Domestic Violence and Intra-household bargaining

Start date: 1 January, 2018 End date: 27 February, 2018 Project type: Master's Thesis (prior to 2018) Project code: A31772 Countries: Tanzania Grant recipient: Anna Linnea Järneteg and Ellen Amanda Ahlberg Total grant: 29,240 DKK



Violence against women is a serious problem in many developing countries, and
Tanzania has a higher than average of prevalence of violence against women
compared to other Sub-Saharan countries. There are both equity and efficiency
reasons for policy makers to take violence against women seriously. In order to
mitigate violence against women it is crucial to have an understanding of the
underlying mechanisms that affect it. The purpose of the paper is to assess how
increased social and economic autonomy influence attitudes and the prevalence of
domestic violence, and how norms and behaviors are transmitted between
generations. We combine the framework of Aizer (2010) and Eswaran and Malhotra
(2008) to estimate the impact of autonomy on attitudes and prevalence of domestic
violence.
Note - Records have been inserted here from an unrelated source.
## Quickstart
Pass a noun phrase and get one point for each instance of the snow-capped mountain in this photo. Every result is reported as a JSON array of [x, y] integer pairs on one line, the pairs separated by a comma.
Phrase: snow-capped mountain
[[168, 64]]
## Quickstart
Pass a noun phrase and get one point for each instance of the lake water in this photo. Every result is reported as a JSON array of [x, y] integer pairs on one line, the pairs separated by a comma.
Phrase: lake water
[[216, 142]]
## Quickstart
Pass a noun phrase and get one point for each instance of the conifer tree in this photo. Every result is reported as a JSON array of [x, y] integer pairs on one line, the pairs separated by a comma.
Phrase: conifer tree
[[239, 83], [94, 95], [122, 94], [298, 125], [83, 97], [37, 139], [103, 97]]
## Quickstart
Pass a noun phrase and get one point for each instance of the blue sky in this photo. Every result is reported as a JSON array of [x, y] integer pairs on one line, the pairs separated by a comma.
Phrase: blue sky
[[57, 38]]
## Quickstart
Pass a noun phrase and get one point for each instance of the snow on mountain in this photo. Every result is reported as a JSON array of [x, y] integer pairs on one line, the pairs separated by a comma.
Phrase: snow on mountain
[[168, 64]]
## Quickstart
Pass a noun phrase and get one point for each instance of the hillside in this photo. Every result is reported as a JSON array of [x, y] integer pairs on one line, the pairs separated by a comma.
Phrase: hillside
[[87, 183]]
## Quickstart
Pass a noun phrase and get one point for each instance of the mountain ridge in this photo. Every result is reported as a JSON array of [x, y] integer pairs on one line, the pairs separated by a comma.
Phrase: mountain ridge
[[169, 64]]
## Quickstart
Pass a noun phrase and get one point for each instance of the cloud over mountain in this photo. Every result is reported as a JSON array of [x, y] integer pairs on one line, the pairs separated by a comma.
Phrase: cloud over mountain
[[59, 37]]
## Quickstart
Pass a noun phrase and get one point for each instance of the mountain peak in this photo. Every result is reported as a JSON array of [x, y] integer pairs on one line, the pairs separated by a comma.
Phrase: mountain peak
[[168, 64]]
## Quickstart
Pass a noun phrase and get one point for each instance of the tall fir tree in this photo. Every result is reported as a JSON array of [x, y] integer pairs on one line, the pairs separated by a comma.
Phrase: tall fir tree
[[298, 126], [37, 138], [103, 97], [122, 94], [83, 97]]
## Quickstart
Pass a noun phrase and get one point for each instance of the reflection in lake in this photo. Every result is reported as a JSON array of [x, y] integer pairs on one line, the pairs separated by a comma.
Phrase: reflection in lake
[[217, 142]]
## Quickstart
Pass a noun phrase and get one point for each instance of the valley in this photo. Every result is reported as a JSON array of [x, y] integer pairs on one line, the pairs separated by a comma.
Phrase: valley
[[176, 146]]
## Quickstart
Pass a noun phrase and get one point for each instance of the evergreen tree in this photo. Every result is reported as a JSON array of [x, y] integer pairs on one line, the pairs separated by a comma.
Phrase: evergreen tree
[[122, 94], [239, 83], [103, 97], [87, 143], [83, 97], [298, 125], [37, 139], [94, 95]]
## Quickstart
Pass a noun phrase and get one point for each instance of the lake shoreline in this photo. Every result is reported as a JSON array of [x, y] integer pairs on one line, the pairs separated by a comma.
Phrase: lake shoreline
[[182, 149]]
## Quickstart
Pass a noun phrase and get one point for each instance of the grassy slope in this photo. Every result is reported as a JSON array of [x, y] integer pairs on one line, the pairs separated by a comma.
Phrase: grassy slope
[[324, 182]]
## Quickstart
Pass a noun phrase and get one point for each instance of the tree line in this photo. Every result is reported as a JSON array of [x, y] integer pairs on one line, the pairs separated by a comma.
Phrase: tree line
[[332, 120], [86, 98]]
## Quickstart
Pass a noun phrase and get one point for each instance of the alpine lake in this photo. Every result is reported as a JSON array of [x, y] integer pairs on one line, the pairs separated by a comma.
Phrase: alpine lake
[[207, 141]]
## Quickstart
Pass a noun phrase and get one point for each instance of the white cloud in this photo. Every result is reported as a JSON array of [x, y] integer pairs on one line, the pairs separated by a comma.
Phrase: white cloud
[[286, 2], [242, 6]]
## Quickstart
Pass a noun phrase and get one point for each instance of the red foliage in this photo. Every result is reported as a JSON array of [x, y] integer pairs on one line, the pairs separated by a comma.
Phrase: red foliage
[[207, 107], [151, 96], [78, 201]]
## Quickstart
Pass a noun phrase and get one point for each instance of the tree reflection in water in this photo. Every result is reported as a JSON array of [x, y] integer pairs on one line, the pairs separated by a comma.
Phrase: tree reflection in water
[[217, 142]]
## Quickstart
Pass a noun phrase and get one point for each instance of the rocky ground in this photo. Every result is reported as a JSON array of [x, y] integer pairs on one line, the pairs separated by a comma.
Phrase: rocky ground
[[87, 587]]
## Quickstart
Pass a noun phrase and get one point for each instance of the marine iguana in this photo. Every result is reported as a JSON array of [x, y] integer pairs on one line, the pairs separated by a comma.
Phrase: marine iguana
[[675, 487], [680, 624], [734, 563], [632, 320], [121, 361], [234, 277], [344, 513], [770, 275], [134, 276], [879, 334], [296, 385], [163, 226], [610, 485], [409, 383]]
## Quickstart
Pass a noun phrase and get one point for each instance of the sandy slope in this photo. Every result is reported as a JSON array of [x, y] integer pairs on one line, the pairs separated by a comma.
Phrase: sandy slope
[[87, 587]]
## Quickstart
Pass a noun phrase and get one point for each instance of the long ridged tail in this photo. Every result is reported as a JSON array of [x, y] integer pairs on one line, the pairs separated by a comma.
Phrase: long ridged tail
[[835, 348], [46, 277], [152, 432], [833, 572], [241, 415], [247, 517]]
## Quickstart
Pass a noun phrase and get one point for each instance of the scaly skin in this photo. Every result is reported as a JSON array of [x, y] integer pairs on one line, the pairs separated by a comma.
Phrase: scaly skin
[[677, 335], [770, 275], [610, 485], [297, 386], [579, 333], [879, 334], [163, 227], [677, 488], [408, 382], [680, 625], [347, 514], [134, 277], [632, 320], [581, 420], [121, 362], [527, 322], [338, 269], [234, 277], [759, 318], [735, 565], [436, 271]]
Our concept of autonomy includes a woman’s threat point, intra-relationship
bargaining power and self-perception, which distinguish it from previous work on
bargaining theory and domestic violence. In our model of cultural transmission we
extend the framework of Mavrokonstantis (2015) to also include oblique
transmission. We use data from six villages around Bagamoyo and Lake Victoria, and
six secondary schools in the Dar Es Salaam area in Tanzania, which was collected
during a field study in 2018. We use OLS to estimate the effect of increased
autonomy on domestic violence, and find that an increase in autonomy decreases the
prevalence and justification of domestic violence. We use OLS to examine the
relative importance of three cultural transmission mechanisms: vertical, horizontal,
and oblique. We find evidence for all three transmission mechanisms in the school
sample. In the vertical transmission model we find that fathers have a positive effect
on the probability of holding negative attitudes, and the opposite for mothers. In the
horizontal transmission model we find a large positive effect, implying that when
friends or classmates in a student’s surroundings hold negative attitudes this increases
the probability of having such attitudes. In the oblique transmission model we find
that having witnessed a male relative other than the father physically hurt his wife
increases the probability of holding negative attitudes. In the adult sample we only
find evidence of vertical transmission, measured by whether the respondent’s father
has physically hurt the respondent’s mother. Here we find a large positive effect on
the prevalence as well as justification of domestic violence for women, with a larger
effect for the justification of violence. For men we find a significant positive effect on
the justification of violence. The magnitude of the coefficient is about 40 percent
smaller for men compared to women.

Our results are robust to a number of different specifications, including a Probit
estimation. The results suggest that by empowering women, policymakers can reduce
violence directly through the autonomy of the woman, and indirectly through her
impact on the attitudes of her children.